Una perfetta pasta con i frutti di mare richiede attenzione amorosa. Ma se evitate di sbagliare questi passaggi siete a buon punto

Forse pochi piatti come la pasta coi frutti di mare sono un simbolo dell’Italia che cucina. Diciamo pasta, anche se in realtà lo sappiamo tutti che qui ci vogliono gli spaghetti. Ma visto che ognuno è libero di fare come vuole e può anche preferire la pasta corta, non c’è problema.

pasta frutti di mare
Canva

Il problema invece si pone quando dovete preparare il condimento, perché il condimento con i frutti di mare sembra il più semplice del mondo e invece è il nostro vero nemico. O meglio, può diventarlo perché se cominciate a sbagliare un passaggio, allora diventa una tragedia. E allora vediamo insieme come correggere, anche in corsa, eventuali errori.

LA SCELTA DEGLI INGREDIENTI

La passata fa certamente risparmiare tempo, ma non è il condimento adatto per la pasta con i frutti di mare. Quindi se partite così siete già in errore, ma rimediare è il mestiere più facile del mondo. Usate pomodori freschi, possibilmente datterini, Piccadilly, ciliegini.

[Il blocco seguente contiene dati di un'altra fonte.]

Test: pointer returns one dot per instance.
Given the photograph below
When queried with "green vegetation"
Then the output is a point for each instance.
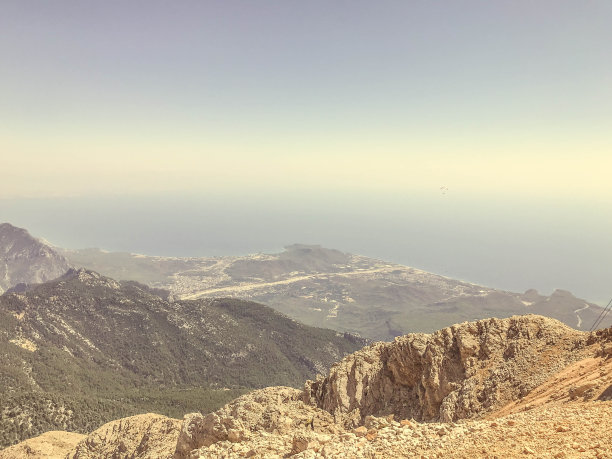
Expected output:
(84, 349)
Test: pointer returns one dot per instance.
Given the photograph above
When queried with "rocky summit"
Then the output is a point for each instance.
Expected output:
(27, 260)
(525, 386)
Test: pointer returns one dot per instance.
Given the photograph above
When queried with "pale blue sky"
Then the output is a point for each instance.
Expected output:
(211, 127)
(402, 96)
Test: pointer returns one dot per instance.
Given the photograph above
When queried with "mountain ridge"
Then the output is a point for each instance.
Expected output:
(83, 349)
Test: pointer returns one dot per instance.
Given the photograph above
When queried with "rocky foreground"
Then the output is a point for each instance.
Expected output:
(517, 387)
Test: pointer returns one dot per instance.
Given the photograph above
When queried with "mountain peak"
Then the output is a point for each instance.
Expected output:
(25, 259)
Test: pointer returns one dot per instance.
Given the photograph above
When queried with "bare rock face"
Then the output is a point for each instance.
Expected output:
(458, 372)
(274, 410)
(136, 437)
(26, 260)
(50, 445)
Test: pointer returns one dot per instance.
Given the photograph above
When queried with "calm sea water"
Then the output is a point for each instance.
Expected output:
(502, 243)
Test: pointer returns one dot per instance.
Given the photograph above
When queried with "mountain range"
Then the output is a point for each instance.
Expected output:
(83, 349)
(328, 288)
(24, 259)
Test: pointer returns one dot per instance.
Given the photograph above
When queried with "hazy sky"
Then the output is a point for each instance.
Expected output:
(120, 97)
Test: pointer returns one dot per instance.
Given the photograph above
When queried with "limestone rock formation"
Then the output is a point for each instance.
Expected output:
(142, 436)
(27, 260)
(274, 410)
(50, 445)
(458, 372)
(523, 386)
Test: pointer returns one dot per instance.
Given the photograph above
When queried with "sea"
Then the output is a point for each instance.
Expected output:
(498, 241)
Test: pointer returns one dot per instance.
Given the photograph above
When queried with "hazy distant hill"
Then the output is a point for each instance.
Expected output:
(24, 259)
(84, 349)
(328, 288)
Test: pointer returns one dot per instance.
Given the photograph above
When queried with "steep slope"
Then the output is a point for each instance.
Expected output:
(327, 288)
(120, 349)
(534, 388)
(458, 372)
(24, 259)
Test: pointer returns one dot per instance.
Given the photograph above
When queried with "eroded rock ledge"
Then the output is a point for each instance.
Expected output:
(458, 372)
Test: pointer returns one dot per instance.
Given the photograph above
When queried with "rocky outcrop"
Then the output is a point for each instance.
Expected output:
(274, 410)
(27, 260)
(458, 372)
(142, 436)
(50, 445)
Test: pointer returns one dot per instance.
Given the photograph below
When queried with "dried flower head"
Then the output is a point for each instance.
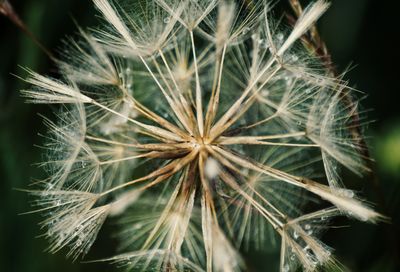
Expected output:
(205, 127)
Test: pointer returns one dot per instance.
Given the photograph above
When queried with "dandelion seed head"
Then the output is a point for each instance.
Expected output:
(200, 127)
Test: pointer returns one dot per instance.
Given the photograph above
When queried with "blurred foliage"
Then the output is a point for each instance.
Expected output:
(361, 32)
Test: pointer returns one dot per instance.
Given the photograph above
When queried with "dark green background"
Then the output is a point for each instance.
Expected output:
(358, 32)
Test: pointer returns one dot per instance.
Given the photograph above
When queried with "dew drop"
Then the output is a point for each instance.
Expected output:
(245, 30)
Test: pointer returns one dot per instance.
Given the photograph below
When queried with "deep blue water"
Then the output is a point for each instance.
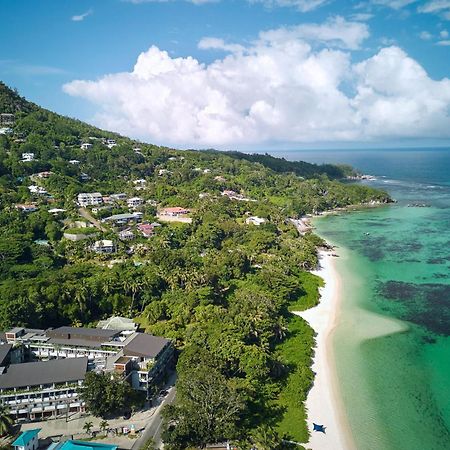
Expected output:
(395, 386)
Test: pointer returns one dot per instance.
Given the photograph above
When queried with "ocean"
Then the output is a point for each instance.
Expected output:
(392, 344)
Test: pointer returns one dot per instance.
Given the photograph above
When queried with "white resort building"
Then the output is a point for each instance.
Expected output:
(47, 386)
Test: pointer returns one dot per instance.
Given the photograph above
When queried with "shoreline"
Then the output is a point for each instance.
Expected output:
(324, 403)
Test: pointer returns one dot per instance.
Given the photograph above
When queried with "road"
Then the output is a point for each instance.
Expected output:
(154, 427)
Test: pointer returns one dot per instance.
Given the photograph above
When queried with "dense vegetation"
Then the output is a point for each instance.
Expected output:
(220, 288)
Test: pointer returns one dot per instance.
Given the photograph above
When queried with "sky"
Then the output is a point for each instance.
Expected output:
(238, 74)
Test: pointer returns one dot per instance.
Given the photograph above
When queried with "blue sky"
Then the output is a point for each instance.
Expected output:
(239, 93)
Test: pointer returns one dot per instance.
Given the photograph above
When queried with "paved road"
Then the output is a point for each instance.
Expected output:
(154, 427)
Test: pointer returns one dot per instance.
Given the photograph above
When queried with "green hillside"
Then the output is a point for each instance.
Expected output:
(218, 279)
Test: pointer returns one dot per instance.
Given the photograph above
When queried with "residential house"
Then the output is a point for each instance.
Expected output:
(121, 197)
(38, 190)
(121, 219)
(89, 199)
(7, 119)
(104, 246)
(27, 157)
(175, 211)
(27, 207)
(44, 389)
(27, 440)
(56, 211)
(126, 235)
(141, 358)
(254, 220)
(45, 174)
(147, 230)
(134, 202)
(174, 214)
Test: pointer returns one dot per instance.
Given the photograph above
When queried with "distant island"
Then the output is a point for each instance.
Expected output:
(202, 248)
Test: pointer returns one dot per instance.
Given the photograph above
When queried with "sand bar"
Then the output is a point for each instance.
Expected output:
(324, 404)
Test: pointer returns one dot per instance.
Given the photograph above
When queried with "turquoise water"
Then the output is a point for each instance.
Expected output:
(392, 346)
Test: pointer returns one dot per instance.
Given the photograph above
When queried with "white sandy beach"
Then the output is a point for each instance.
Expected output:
(324, 404)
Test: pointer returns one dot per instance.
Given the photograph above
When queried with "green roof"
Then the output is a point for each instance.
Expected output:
(25, 437)
(86, 445)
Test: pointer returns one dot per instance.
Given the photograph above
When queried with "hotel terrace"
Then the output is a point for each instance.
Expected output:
(47, 386)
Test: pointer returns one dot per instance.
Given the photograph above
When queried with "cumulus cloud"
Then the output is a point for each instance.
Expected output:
(280, 88)
(81, 17)
(301, 5)
(394, 4)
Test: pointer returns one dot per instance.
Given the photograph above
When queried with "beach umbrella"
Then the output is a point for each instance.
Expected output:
(319, 428)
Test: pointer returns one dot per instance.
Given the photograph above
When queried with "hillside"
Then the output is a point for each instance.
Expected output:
(197, 246)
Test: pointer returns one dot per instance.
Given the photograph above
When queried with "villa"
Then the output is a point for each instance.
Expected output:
(37, 190)
(89, 199)
(49, 387)
(134, 202)
(27, 157)
(254, 220)
(124, 218)
(105, 246)
(39, 390)
(147, 230)
(28, 440)
(175, 211)
(7, 119)
(126, 235)
(27, 207)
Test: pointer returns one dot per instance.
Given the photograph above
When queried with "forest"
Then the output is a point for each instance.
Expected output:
(219, 287)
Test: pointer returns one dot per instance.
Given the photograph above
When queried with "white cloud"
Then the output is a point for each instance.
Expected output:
(334, 32)
(301, 5)
(394, 4)
(361, 17)
(195, 2)
(279, 88)
(435, 6)
(211, 43)
(440, 7)
(21, 68)
(81, 17)
(425, 35)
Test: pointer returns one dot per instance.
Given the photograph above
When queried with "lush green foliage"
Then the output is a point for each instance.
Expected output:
(6, 420)
(217, 284)
(105, 396)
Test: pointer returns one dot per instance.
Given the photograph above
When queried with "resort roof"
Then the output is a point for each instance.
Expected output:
(83, 445)
(82, 332)
(144, 345)
(25, 437)
(46, 372)
(118, 324)
(4, 350)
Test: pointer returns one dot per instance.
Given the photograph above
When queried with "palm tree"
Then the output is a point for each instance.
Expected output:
(104, 425)
(88, 427)
(5, 420)
(265, 437)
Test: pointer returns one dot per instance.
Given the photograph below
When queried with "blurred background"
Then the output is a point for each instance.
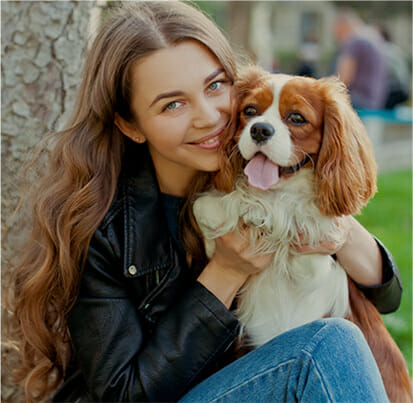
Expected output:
(43, 44)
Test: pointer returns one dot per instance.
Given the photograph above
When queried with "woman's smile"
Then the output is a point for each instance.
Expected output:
(181, 104)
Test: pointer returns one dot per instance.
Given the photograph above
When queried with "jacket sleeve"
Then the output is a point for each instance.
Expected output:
(117, 362)
(387, 295)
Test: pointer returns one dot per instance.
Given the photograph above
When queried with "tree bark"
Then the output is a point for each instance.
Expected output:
(42, 52)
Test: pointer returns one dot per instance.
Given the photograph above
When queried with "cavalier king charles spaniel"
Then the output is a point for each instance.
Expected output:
(296, 158)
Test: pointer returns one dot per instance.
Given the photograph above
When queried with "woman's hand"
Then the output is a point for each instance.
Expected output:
(357, 252)
(233, 262)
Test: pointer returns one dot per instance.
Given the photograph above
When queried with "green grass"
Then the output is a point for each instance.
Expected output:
(389, 217)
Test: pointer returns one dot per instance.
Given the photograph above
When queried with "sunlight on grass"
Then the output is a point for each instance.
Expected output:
(389, 217)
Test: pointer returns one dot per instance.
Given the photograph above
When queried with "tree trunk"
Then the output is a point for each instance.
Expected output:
(42, 53)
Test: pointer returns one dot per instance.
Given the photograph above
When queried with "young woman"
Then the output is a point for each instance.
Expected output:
(105, 302)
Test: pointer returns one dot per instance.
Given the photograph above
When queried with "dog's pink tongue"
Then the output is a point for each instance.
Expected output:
(262, 173)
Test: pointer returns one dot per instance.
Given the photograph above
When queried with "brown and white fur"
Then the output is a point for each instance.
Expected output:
(308, 133)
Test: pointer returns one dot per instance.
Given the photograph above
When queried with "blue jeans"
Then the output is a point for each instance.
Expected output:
(325, 361)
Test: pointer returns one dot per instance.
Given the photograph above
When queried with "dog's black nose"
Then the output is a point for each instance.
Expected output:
(261, 132)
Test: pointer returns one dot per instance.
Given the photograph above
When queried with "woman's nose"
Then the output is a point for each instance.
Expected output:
(206, 113)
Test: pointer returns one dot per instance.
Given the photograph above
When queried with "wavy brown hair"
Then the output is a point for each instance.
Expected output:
(75, 193)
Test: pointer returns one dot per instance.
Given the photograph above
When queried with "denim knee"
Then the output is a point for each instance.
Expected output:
(335, 333)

Insomma pomodori da dividere in due o in quattro parti ma da non far spappolare in padella. Basterà farli cuocere una decina di minuti con l’aglio e l’olio, faranno il loro dovere.
Ma frutti di mare significa solo cozze, vongole, cannolicchi oppure possiamo aggiungere anche crostacei come gamberi, gamberoni, scampo, mazzancolle e altro? Ecco, qui l’errore sta nel non mescolare, perché messi insieme sono una forza.

Pasta con i frutti di mare, non sbagliate questi passaggi

Adesso che ci siamo tolte il problema degli ingredienti, perché ci sono ancora passaggi da rispettare per un ottimo piatto.

sugo pasta frutti di mare
Canva

LA COTTURA NON É BANALE
Per i molluschi come per il pesce, vale la stessa regola: ma esagerare con i tempi. Meglio 30 secondi prima che 1 minuto in più: Perché cosa succede alle cozze e alle vongole, ma anche ai calamari e ai totani se cuociono troppo. Diventano gommosi, quasi immangiabili.
E già che parliamo di cottura, non commettete lo sbaglio buttate via l’acqua di cottura dei molluschi. Basterà filtrarla con un colino per eliminare tutte le impurità e poi aggiungetela alla base in padella. Il sapore sarà eccezionale.

LA PASTA CUOCE NEL CONDIMENTO?

Qui ci sono due scuole di pensiero, entrambe valide. C’è chi segue il metodo classico e fa saltare la pasta, scolata al dente, nella padella con il condimento. E chi invece usa tecniche nuove come la risottatura e quindi la mette cruda in padella, cuocendo tutto insieme.
Sono entrambe corrette, ma se usate il secondo meteo fate attenzione. Se non aggiungete un po’ di liquido, rischiate che il sugo si asciughi troppo.